A noose is also a lot less complicated than court proceedings and the rule of law. The horse and buggy is much less complicated, less deadly, and more environmentally friendly, I understand, than automobiles. But the benefits vastly outweigh their costs. It’s an obvious point, but it deserves to be stated: everything has a cost.

One of these defensive firms could rise to power and form a monopoly of its own to exclude competition and plunder its customers. How can competitive defense agencies prevent that from taking place?

That is a legitimate concern, and the state is the largest monopoly of them all. In a society of free association, there will still be those who prefer aggression to association. The forces of economics and self-interest are much better equipped to prevent such monopolies from granting an organization such a monopoly from the outset and hoping it doesn’t exercise its might.

What is the natural law response to some proposed slight aggression for the public good?

I, for one, see aggression as aggression, whether it is wielded by tyrants with machine guns or by polished politicians who hire gunmen, the police, to instill their will on others. Each requires a unique response, but the lesson is still the same.

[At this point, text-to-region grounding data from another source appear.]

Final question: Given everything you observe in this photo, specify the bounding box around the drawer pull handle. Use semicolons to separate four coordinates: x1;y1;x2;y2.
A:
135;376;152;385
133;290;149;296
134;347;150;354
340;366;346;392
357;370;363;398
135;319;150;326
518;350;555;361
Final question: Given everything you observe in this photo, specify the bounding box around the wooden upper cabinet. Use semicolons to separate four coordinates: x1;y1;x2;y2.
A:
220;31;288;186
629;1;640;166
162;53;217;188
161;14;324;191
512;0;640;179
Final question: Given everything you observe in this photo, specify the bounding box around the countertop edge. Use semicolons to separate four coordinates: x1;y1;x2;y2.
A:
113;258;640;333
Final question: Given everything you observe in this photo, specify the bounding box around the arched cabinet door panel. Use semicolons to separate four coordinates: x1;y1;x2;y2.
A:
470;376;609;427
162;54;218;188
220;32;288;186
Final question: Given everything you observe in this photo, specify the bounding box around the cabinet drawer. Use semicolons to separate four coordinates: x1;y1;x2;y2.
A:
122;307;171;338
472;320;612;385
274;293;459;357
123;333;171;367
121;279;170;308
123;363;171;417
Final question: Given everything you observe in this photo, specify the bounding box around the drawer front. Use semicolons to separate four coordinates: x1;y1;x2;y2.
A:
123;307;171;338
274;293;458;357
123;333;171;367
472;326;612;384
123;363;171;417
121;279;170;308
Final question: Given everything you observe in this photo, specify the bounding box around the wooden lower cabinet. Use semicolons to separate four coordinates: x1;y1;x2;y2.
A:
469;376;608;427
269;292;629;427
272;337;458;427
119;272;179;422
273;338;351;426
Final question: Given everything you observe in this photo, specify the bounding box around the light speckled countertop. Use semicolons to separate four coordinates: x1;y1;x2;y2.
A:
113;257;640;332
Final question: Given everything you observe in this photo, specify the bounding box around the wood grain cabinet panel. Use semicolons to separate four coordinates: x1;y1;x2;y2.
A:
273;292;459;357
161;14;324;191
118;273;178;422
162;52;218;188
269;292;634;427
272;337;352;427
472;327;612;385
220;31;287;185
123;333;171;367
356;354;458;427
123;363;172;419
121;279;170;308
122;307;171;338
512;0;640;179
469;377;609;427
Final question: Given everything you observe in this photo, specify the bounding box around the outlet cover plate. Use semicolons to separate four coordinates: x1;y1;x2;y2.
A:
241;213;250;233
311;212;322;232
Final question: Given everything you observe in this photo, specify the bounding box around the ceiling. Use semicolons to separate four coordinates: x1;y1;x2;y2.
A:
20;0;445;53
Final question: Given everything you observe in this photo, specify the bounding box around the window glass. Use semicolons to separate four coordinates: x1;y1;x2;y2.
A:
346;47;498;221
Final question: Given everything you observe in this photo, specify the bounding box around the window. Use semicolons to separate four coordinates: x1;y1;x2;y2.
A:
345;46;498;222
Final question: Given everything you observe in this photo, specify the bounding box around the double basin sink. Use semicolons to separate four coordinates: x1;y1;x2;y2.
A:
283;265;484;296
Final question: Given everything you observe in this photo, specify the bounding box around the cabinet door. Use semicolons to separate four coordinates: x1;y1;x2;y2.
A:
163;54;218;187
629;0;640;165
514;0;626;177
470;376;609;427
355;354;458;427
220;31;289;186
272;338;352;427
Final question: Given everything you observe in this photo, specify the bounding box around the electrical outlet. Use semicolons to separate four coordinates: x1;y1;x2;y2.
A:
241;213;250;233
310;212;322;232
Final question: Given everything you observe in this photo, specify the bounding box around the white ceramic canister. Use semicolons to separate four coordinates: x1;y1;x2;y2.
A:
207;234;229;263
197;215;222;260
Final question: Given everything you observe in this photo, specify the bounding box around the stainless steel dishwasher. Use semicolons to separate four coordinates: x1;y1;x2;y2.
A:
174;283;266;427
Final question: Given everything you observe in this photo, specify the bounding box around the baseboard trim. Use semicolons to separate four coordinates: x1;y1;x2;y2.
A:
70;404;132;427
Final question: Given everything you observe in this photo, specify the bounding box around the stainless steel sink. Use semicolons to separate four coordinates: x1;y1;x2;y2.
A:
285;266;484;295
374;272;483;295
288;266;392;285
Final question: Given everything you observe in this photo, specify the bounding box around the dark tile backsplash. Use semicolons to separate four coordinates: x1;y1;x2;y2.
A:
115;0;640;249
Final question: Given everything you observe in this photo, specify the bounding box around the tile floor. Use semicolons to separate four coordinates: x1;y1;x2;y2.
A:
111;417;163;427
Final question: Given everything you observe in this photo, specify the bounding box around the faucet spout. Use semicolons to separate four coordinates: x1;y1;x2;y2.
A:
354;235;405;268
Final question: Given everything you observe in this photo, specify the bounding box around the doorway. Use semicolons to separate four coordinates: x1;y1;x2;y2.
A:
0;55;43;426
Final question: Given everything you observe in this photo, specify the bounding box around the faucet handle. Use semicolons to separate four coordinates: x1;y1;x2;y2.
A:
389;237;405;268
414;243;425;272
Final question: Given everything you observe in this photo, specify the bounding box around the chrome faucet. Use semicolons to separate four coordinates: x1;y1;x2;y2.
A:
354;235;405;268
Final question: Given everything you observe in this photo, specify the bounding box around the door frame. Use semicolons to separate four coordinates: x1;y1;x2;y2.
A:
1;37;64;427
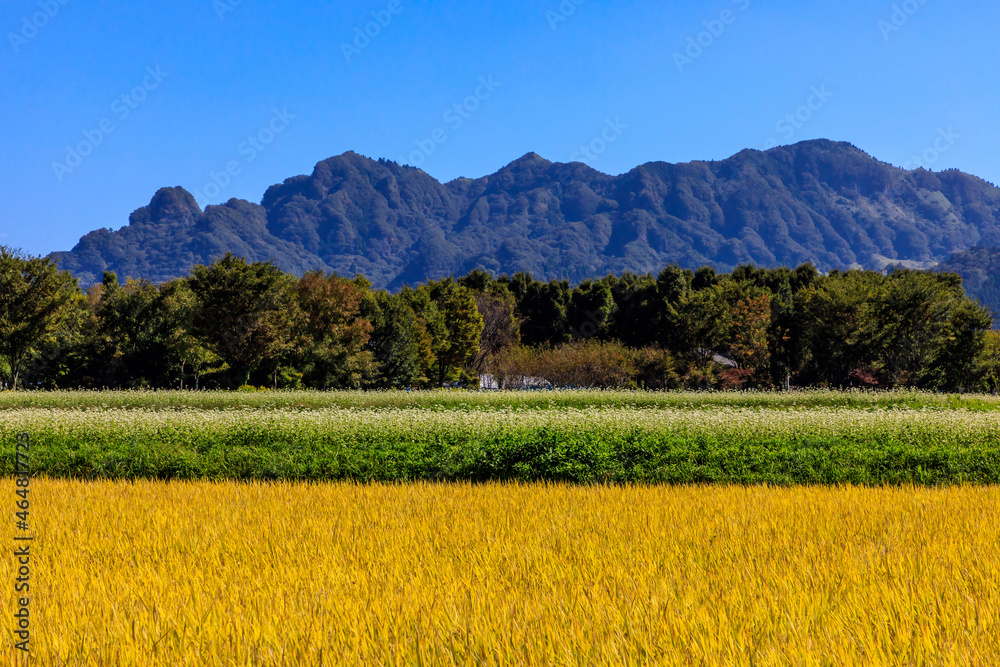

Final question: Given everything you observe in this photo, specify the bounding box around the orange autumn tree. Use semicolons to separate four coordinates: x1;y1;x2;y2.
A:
725;290;773;386
291;271;376;388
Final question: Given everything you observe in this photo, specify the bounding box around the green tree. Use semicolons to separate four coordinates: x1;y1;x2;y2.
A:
880;271;992;390
673;283;727;364
188;254;293;387
512;276;571;347
159;279;222;389
361;291;425;388
982;330;1000;393
407;279;484;385
94;277;176;387
568;280;613;341
0;247;79;389
606;272;659;348
21;294;91;389
434;281;484;385
399;286;442;385
652;265;694;351
796;271;880;387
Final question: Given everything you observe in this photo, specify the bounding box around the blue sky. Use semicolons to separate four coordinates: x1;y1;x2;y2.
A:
2;0;997;256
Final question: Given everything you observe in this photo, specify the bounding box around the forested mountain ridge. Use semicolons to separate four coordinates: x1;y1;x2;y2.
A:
937;246;1000;324
52;139;1000;289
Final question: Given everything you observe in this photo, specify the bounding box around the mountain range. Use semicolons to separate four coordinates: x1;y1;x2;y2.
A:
52;140;1000;301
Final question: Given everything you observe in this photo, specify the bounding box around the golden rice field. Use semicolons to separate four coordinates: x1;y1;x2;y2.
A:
3;480;999;666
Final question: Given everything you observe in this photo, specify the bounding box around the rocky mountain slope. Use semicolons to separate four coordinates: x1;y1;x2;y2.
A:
52;140;1000;290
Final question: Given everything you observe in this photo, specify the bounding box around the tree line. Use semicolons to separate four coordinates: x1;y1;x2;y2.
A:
2;246;998;392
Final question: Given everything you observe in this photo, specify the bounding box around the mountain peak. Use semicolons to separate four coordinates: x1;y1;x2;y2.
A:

Natural law simply tries to establish and maintain an order in which individuals may realize their full potential as rational, sensitive beings. Force is used to negate another’s own judgment and, therefore, limit an individual’s primary means of survival, the mind. Force is thought control.

The initiation of force, even for the most noble purpose, is universally immoral, while self-defense is moral because it attempts to restore the primacy of the mind.

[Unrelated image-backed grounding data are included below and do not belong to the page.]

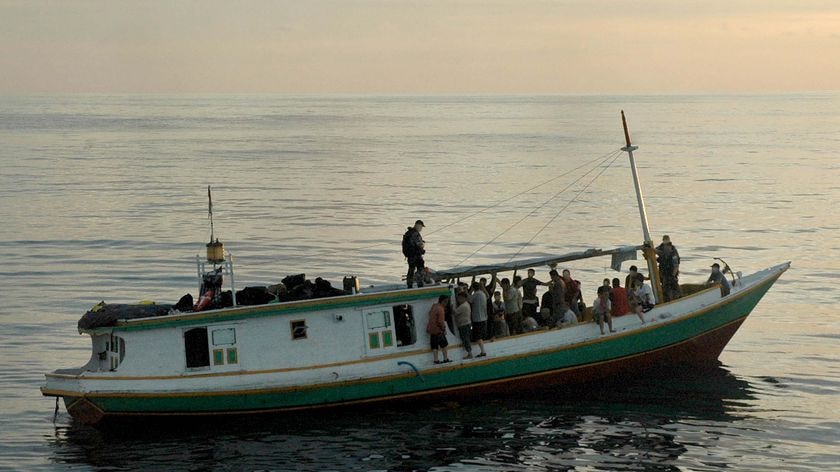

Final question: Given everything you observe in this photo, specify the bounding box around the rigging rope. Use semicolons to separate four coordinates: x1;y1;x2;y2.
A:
422;148;625;240
450;148;623;269
346;147;626;255
505;149;625;263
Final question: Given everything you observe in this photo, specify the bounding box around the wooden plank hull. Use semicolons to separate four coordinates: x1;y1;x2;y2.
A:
52;265;784;425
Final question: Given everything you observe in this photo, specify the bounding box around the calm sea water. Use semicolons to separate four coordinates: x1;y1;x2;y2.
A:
0;94;838;471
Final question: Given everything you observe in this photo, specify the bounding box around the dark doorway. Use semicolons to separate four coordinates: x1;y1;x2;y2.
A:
393;305;416;347
184;327;210;368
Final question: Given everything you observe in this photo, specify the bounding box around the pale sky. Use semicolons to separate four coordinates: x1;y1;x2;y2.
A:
1;0;838;94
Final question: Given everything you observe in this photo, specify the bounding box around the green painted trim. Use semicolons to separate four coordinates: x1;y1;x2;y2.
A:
76;273;778;416
87;286;451;334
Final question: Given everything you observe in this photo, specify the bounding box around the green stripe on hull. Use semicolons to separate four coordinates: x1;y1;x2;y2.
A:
86;276;776;415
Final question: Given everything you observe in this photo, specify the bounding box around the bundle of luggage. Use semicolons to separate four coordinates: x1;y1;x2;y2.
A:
77;301;174;330
275;274;348;302
77;274;350;329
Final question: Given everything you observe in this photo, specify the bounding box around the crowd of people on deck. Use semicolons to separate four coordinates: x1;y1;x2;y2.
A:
406;221;734;363
423;263;670;363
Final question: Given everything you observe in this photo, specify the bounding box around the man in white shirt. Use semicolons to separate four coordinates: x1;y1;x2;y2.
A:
631;273;653;323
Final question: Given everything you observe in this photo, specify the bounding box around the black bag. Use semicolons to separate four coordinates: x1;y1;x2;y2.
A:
281;274;306;289
173;293;194;312
236;286;275;306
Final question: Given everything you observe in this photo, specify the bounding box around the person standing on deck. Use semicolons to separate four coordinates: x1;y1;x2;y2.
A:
518;268;547;325
491;291;509;338
655;235;682;302
479;275;497;302
402;220;426;288
513;275;525;331
500;278;523;335
469;282;489;357
453;292;474;359
479;275;497;339
562;269;583;319
426;295;452;364
548;270;568;325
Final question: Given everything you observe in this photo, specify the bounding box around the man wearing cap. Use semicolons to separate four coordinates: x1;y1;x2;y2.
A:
655;235;681;302
403;220;426;288
706;262;731;297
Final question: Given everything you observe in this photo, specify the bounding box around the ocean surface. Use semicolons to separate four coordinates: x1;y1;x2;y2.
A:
0;94;838;471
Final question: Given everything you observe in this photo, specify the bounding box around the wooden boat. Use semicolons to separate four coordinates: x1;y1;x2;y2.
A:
41;113;788;425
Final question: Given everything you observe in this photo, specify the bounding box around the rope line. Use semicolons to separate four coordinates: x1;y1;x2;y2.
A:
346;147;625;255
505;150;625;263
423;148;625;239
451;148;622;268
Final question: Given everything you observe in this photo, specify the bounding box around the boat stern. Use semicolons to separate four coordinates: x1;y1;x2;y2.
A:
42;368;99;422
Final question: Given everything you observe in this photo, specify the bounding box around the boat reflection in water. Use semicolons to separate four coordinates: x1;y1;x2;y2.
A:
48;365;756;471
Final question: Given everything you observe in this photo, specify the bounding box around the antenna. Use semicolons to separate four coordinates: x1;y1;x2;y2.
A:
205;186;224;263
208;185;215;243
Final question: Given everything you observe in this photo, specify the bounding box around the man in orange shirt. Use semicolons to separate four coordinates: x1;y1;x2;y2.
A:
426;295;452;364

Aggression (force, for the sake of brevity) creates nothing; it leaches off the products of reason for its own destructive ends; and it only does so to the extent that individuals allow it. There can be no compromise with with aggression, no mitigating it. Ayn Rand said, “In any compromise between food and poison, it is only death that can win. In any compromise between good and evil, it is only evil that can profit.”

I believe the primary method of human advancement is reason, not aggression. Humans used reason to build skyscrapers, to fly 400,000-lbs. metal tubes in the sky, to visit the moon, and to split the atom. It is force that is used those to destroy those gains. It will be when reason is fully released, when the mind is freed of this crippling aggression, that human beings will be able to achieve their full potential. That is when free association and free exchange will be fully achieved.

Rand also said, “Anyone who fights for the future, lives in it today.” I take heart in that.

Why is natural law anymore moral than a republican form of government?

Natural law helps individuals achieve their greatest potential because it seeks to be in harmony with their requirements for a full life. A republic, if it holds a territorial monopoly by force, is immoral because it necessarily limits an individual’s life since it initiates force, or the threat thereof, to maintain that monopoly.

Lord Acton said, “The philosophy of natural law defends the rational dignity of the human individual and his right and duty to criticize by word and deed any existent institution or social structure in terms of those universal moral principles which can be apprehended by the individual intellect alone.”

Wouldn’t voluntary arbitration be overly burdensome and require an unlikely near agreement on the role and authority of government in an individual’s life?

That standard is an agreement not to aggress against each other. That authority is their self-interest. Frederic Bastiat said, “All men’s impulses, when motivated by legitimate self-interest, fall into a harmonious social pattern.”